A group of researchers from the University of Montreal, Renmin University of China, and Xidian University developed an extended version of the existing text generation package (TextBox 1.0), TextBox 2.0. TextBox 2.0 significantly improves pre-trained text generation models compared to its previous version. It is an up-to-date Python library based on PyTorch that builds a unified and standardized pipeline for applying pre-trained language models to text generation.
The TextBox 2.0 Python library uses over 45 pre-trained language models that cover 13 tasks and 83 datasets to implement a unified framework for researching text generation. Existing Python libraries fail to support the development of language models in a unified manner as they do not maintain a comprehensive evaluation pipeline for text generation enclosing data loading, training, and evaluation. This is because existing Python libraries are intended to handle a few generation tasks only.

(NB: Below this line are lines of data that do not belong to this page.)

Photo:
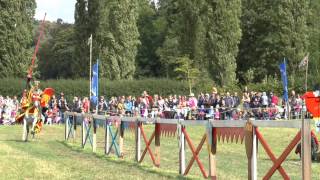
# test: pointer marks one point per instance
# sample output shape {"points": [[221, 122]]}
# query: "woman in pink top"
{"points": [[192, 103], [86, 105]]}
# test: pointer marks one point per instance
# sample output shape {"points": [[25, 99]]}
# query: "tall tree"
{"points": [[273, 30], [16, 18], [185, 32], [118, 38], [81, 34], [57, 51], [314, 42], [223, 38], [151, 29]]}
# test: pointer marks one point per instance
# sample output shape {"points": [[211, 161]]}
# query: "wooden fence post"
{"points": [[121, 136], [66, 127], [157, 144], [94, 138], [138, 141], [107, 138], [25, 130], [182, 150], [212, 149], [306, 149], [83, 131], [74, 119], [254, 165]]}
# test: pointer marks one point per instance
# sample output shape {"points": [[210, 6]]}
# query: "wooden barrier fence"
{"points": [[216, 130]]}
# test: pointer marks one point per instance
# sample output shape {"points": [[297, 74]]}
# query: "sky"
{"points": [[55, 9]]}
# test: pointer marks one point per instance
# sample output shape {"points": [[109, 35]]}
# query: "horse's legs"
{"points": [[25, 130]]}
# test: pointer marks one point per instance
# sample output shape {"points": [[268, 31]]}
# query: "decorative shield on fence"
{"points": [[313, 103], [230, 134], [114, 120], [129, 125], [168, 130]]}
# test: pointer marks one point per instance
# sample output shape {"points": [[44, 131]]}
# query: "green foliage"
{"points": [[57, 52], [272, 31], [186, 70], [80, 87], [151, 29], [81, 35], [223, 38], [16, 37], [314, 45]]}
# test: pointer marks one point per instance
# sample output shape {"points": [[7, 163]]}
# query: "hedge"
{"points": [[165, 87], [80, 87]]}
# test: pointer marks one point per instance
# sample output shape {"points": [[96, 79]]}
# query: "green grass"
{"points": [[50, 157]]}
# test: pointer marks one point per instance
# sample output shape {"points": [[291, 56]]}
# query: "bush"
{"points": [[80, 87], [164, 87]]}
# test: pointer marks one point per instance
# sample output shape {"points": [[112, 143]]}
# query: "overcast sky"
{"points": [[55, 9]]}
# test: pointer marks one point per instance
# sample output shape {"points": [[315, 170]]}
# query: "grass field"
{"points": [[48, 156]]}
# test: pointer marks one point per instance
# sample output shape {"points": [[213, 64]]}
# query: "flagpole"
{"points": [[306, 83], [287, 103], [90, 65], [97, 105]]}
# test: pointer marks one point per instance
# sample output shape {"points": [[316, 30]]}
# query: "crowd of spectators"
{"points": [[218, 106]]}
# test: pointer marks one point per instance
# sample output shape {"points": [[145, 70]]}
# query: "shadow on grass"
{"points": [[14, 140], [122, 161]]}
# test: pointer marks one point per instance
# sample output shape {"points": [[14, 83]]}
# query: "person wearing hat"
{"points": [[192, 103], [63, 105]]}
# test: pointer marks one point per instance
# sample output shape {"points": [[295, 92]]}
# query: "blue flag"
{"points": [[95, 83], [283, 71]]}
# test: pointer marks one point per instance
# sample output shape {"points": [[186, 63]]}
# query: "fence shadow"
{"points": [[123, 162]]}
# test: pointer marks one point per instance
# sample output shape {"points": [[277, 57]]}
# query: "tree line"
{"points": [[230, 42]]}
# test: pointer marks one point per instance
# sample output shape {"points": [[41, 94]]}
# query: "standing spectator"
{"points": [[86, 105], [161, 105], [192, 103], [63, 106], [102, 105], [76, 105], [264, 100], [274, 99], [53, 101], [292, 103], [229, 103], [128, 106]]}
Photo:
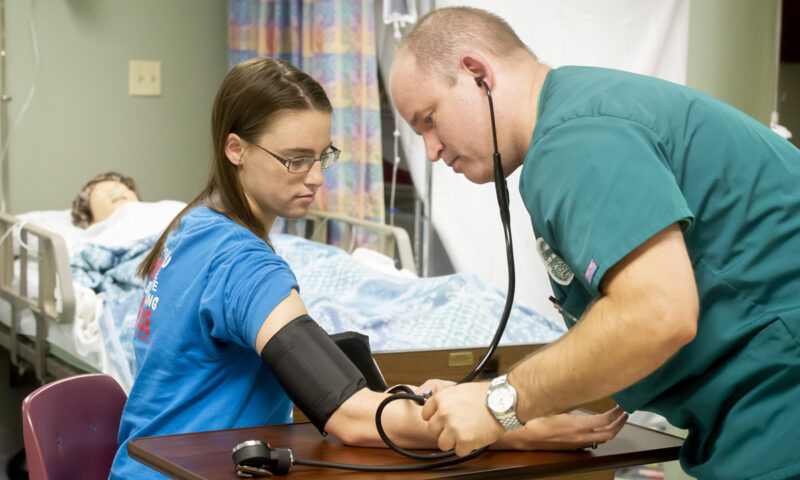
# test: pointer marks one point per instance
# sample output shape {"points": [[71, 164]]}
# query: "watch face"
{"points": [[501, 400]]}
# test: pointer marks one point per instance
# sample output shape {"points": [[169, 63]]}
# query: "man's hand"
{"points": [[458, 418], [434, 385], [565, 431]]}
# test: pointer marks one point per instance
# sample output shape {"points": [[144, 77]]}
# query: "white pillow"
{"points": [[130, 223]]}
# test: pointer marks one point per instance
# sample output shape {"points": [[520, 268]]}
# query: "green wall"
{"points": [[82, 121], [732, 53]]}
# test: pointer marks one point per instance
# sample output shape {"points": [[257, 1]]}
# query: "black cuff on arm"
{"points": [[315, 373]]}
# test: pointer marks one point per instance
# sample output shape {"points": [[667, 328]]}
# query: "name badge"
{"points": [[557, 268]]}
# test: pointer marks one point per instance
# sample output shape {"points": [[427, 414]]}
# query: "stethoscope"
{"points": [[256, 457]]}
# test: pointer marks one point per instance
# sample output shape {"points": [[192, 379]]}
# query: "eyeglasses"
{"points": [[304, 164]]}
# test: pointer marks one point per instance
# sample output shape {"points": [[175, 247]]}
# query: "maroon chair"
{"points": [[70, 427]]}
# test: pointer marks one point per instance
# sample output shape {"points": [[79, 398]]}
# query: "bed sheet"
{"points": [[361, 292], [397, 311]]}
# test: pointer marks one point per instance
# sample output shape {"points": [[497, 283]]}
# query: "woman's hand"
{"points": [[565, 431]]}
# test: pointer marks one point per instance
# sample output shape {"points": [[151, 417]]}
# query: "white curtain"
{"points": [[642, 36]]}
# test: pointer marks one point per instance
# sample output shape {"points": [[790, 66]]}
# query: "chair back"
{"points": [[70, 427]]}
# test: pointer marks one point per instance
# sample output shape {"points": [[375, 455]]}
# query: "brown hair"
{"points": [[441, 36], [81, 211], [249, 98]]}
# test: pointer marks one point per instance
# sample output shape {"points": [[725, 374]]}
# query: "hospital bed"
{"points": [[419, 328]]}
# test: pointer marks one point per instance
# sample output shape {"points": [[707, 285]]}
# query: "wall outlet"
{"points": [[144, 78]]}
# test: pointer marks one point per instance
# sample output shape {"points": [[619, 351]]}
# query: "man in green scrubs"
{"points": [[669, 223]]}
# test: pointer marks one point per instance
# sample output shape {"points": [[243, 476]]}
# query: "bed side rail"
{"points": [[392, 241], [53, 271]]}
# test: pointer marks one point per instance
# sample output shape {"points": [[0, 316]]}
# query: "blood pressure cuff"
{"points": [[315, 373]]}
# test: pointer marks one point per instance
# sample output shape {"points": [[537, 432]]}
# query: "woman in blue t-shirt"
{"points": [[222, 334]]}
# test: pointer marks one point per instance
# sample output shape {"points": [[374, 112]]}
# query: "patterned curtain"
{"points": [[334, 42]]}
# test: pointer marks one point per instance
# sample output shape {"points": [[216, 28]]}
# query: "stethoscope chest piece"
{"points": [[256, 458]]}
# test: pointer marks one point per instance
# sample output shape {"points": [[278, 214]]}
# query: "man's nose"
{"points": [[433, 147]]}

The TextBox 2.0 library offers a standard method to compare various models and evaluate the generated text. It also provides four rich and influential training methodologies and four pretraining objectives to help users optimize pre-trained language models for text generation. For research purposes, users can either pre-train a brand-new model from scratch or improvise it. This will help them increase the efficiency and dependability of text generation model optimization.
Researchers have released the TextBox 2.0 library on GitHub, where users can quickly learn to install and use it.